Batch processing operating system
The first computers used batch processing operating systems. Applications were started and run to completion. Inputs were data files (typically on punched cards or magnetic tape), and outputs were paper reports and data files. These applications kept expensive computers running efficiently, and were wasteful of people's time. (IBSYS, SOS operating systems). IBM dominated the batch processing platform.
Timeshared operating systems
Several users shared the computer at the same time. They interacted directly, without the intervention of a professional operator as they had with batch processing systems. Users of early timesharing systems used printing terminals. When technology improved, terminals with displays replaced printing terminals for most applications. (Various from IBM, Multics, Unix, VMS operating systems). Digital Equipment Corporation, Data General, Hewlett Packard and Control Data thrived during this era. They cut into the IBM market share, and marginalized the other batch processing companies.
Personal computer with a character-oriented user interface
As cost dropped, personal computers began to displace time shared computers. They typically used character-oriented displays in which the computer could be programmed to move the cursor to any location on the screen. (CP/M and MSDOS operating systems). Prior to MSDOS, operating systems were typically proprietary. Since MSDOS ran on many manufacturers hardware, Microsoft, a software company, became dominant. Application software companies like WordPerfect, WordStar, Lotus, and VisiCalc developed dominant "killer applications."
Personal computer with a Graphical user interface
With continued technology improvement, personal computers with GUI operating systems moved out of the research lab into the mainstream. These used bitmapped displays in which the computer could address each pixel on the screen. (Apple OS, Windows operating systems). Microsoft and Apple made the GUI transition, but the dominant applications were replaced by MicroSoft Office.
Local area networks
Stand alone personal computers were tied together forming local area networks (LANs). The LAN allowed for intranet applications in which users could share data stored on common servers. They could also share other resources like printers and FAX machines. Applications often involved a client program running on the user's desktop and a server on the network. (Appleworks, Novell Netware, Windows networks). Novell was the early leader, but was caught and passed by Microsoft.
Wide area networks
As communication speed increased, wide-area TCP/IP networks become the dominant application-development platform. Client-server applications like e-mail, the Web, and file transfer dominated. Open source software become important during this period.
The Internet as a platform
Today we see the rise of second generation network-based applications. Many network databases and applications provide open application programming interfaces (APIs) enabling developers incorporate them into their own applications. You might think of them as client-multi server or composite applications. They are informally called mashups. (Companies like Google, Amazon, Microsoft and many startups are vying for dominance).

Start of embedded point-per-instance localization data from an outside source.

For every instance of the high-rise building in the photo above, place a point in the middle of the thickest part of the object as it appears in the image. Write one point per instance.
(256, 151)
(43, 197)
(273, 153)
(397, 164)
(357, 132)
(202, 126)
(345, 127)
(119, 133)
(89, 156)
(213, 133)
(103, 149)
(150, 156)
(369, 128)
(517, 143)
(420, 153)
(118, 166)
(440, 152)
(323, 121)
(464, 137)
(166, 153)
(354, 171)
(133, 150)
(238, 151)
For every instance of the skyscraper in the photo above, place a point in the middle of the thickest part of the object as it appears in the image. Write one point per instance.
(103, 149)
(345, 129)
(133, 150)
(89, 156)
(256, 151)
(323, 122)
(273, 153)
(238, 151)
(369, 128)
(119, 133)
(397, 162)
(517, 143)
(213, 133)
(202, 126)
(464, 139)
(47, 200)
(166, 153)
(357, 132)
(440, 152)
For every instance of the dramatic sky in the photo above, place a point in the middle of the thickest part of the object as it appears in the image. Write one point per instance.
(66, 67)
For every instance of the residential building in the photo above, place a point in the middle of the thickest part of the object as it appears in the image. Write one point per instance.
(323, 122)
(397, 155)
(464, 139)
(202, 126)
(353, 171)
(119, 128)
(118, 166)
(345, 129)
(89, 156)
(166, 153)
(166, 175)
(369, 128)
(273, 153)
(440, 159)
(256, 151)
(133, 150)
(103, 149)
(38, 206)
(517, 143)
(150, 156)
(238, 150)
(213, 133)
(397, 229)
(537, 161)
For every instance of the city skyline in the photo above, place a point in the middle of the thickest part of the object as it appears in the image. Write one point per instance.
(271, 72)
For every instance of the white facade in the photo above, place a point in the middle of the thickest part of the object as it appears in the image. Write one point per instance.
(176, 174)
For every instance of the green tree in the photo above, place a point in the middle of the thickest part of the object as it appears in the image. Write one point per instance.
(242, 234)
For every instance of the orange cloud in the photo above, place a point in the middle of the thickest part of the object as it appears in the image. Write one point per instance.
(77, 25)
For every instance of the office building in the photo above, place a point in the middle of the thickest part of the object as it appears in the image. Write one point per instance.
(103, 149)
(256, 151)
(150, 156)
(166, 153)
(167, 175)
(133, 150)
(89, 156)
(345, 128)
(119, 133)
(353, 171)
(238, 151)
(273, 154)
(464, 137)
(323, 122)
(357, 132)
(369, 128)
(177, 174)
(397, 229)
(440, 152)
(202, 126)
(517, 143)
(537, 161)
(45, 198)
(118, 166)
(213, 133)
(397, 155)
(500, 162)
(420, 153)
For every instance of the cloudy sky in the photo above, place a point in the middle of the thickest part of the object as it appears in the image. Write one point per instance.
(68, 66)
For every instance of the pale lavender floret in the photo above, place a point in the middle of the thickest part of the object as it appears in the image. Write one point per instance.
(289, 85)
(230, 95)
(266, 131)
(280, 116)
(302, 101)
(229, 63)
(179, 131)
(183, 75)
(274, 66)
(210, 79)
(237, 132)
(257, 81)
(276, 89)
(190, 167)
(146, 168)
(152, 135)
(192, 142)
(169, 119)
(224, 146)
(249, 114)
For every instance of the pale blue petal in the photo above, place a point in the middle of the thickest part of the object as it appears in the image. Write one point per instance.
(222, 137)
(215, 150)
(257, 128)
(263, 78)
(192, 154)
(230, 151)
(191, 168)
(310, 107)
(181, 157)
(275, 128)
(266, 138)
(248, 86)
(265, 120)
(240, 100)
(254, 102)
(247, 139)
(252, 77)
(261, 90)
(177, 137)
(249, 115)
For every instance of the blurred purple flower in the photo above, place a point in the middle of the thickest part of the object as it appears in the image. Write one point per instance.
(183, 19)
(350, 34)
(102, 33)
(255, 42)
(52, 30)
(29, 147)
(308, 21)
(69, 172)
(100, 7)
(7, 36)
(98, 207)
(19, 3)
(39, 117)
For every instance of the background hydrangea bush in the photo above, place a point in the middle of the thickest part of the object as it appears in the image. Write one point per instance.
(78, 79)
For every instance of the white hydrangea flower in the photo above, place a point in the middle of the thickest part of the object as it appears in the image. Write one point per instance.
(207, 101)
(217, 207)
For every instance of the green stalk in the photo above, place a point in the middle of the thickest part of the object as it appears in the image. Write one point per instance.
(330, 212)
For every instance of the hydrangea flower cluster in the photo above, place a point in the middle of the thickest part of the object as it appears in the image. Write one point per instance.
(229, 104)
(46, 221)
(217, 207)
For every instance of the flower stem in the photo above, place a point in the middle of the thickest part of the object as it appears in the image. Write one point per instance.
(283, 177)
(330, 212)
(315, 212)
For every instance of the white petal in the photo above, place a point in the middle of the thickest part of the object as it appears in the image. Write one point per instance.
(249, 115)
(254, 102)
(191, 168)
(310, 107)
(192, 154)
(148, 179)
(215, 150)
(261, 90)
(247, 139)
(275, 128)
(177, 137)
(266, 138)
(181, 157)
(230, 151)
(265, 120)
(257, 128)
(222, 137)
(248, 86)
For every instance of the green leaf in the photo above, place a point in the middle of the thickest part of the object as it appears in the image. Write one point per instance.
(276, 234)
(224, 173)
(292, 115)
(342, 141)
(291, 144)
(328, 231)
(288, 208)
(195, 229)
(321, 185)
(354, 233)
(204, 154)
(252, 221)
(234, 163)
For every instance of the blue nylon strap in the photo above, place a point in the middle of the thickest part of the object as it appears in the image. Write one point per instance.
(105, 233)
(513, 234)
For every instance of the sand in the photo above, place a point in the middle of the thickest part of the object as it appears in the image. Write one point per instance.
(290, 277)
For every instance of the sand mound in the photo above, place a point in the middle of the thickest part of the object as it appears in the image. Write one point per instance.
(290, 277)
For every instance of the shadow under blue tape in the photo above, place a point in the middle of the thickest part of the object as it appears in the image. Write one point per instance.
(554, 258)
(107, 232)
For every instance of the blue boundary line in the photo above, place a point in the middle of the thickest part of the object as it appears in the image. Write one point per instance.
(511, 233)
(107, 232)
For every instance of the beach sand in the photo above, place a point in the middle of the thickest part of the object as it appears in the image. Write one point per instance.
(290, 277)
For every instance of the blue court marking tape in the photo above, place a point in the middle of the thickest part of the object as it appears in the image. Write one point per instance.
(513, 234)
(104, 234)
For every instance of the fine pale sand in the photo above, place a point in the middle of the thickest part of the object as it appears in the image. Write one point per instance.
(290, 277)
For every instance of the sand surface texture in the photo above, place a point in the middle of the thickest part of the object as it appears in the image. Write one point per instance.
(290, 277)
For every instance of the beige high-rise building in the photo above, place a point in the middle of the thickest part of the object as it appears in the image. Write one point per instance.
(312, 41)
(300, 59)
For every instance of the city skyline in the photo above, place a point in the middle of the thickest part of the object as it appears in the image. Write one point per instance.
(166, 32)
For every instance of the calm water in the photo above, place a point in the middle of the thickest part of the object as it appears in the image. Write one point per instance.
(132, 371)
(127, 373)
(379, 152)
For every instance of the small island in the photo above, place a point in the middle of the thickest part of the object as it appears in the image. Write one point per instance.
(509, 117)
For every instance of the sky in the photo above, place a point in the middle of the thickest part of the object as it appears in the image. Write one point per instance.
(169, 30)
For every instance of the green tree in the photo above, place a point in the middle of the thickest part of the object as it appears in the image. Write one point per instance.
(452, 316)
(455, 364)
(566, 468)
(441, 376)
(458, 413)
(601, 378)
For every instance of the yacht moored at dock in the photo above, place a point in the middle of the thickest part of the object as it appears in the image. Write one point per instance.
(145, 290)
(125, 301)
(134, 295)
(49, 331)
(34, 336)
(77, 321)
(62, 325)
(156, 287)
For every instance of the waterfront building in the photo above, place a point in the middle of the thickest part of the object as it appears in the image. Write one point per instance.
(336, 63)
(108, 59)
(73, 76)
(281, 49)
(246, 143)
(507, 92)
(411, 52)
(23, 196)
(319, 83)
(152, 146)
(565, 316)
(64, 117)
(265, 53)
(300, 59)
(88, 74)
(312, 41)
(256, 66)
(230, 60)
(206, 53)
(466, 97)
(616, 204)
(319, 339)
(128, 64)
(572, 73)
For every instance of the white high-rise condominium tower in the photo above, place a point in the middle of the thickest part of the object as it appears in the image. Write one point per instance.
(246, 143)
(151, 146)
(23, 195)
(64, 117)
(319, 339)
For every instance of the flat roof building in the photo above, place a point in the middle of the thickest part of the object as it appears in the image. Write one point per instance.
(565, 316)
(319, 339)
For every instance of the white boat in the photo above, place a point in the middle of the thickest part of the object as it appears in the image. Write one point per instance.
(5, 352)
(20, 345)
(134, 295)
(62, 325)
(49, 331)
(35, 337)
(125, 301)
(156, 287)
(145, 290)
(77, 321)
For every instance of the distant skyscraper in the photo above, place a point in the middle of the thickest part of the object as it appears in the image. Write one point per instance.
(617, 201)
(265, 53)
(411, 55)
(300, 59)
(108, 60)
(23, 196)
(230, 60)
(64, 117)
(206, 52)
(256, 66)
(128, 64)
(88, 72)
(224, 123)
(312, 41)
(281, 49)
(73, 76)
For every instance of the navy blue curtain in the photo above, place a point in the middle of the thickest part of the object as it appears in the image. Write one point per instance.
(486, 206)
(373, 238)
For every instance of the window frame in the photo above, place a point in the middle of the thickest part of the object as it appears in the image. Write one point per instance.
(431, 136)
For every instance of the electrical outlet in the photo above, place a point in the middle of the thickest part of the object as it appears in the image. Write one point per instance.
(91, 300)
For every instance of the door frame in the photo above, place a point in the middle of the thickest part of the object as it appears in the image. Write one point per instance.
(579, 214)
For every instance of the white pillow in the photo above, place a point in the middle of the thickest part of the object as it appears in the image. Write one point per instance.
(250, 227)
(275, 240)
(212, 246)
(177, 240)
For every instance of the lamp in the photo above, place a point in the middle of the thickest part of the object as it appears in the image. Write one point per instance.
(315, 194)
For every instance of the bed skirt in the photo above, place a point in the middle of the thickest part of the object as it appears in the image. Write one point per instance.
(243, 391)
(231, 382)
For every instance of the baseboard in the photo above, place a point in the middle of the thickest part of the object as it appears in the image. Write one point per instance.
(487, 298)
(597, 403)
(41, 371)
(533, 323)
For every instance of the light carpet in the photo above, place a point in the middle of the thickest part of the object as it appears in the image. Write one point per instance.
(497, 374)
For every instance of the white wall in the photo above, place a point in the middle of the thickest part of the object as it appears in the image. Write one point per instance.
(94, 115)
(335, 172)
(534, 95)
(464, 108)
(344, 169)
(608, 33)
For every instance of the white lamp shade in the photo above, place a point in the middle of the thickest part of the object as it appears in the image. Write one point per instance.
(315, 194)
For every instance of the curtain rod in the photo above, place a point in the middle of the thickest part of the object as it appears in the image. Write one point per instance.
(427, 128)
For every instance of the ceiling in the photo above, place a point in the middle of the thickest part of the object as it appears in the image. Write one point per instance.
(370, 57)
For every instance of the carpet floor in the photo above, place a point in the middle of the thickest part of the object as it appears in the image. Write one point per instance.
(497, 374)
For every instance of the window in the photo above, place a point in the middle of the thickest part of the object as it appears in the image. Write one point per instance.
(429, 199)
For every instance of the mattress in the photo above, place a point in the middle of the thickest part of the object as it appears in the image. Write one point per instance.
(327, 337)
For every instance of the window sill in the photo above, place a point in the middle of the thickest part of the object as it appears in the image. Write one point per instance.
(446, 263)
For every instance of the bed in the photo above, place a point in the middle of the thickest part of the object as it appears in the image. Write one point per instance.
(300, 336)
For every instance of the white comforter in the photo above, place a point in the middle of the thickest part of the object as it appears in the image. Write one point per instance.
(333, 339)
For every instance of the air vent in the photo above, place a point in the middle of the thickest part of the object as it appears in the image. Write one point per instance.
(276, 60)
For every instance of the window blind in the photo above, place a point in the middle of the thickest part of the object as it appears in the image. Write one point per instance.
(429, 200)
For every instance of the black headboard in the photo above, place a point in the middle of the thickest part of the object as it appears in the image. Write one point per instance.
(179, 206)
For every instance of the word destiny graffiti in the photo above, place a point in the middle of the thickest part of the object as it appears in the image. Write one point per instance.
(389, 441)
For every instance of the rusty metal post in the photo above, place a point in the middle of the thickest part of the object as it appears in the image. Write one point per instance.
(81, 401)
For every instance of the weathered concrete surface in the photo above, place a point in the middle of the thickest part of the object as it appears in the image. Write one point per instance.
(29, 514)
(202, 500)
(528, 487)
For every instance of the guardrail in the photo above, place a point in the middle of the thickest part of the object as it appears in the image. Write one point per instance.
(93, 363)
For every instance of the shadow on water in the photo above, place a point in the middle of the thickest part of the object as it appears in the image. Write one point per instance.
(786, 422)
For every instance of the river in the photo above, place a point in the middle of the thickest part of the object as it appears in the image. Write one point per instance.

The mobile Internet as a platform
The next platform appears to be the mobile Internet. We have innovation in portable form factors, increased mobile Internet access, and Apple is beginning to open the iPhone to developers. Many competitors are vying for dominance in this emerging platform -- Apple, Microsoft, Google, and others -- but Apple fired the first real shot with the iPhone. A year after it's announcement, the iPhone had 71% of the US market for mobile Internet access.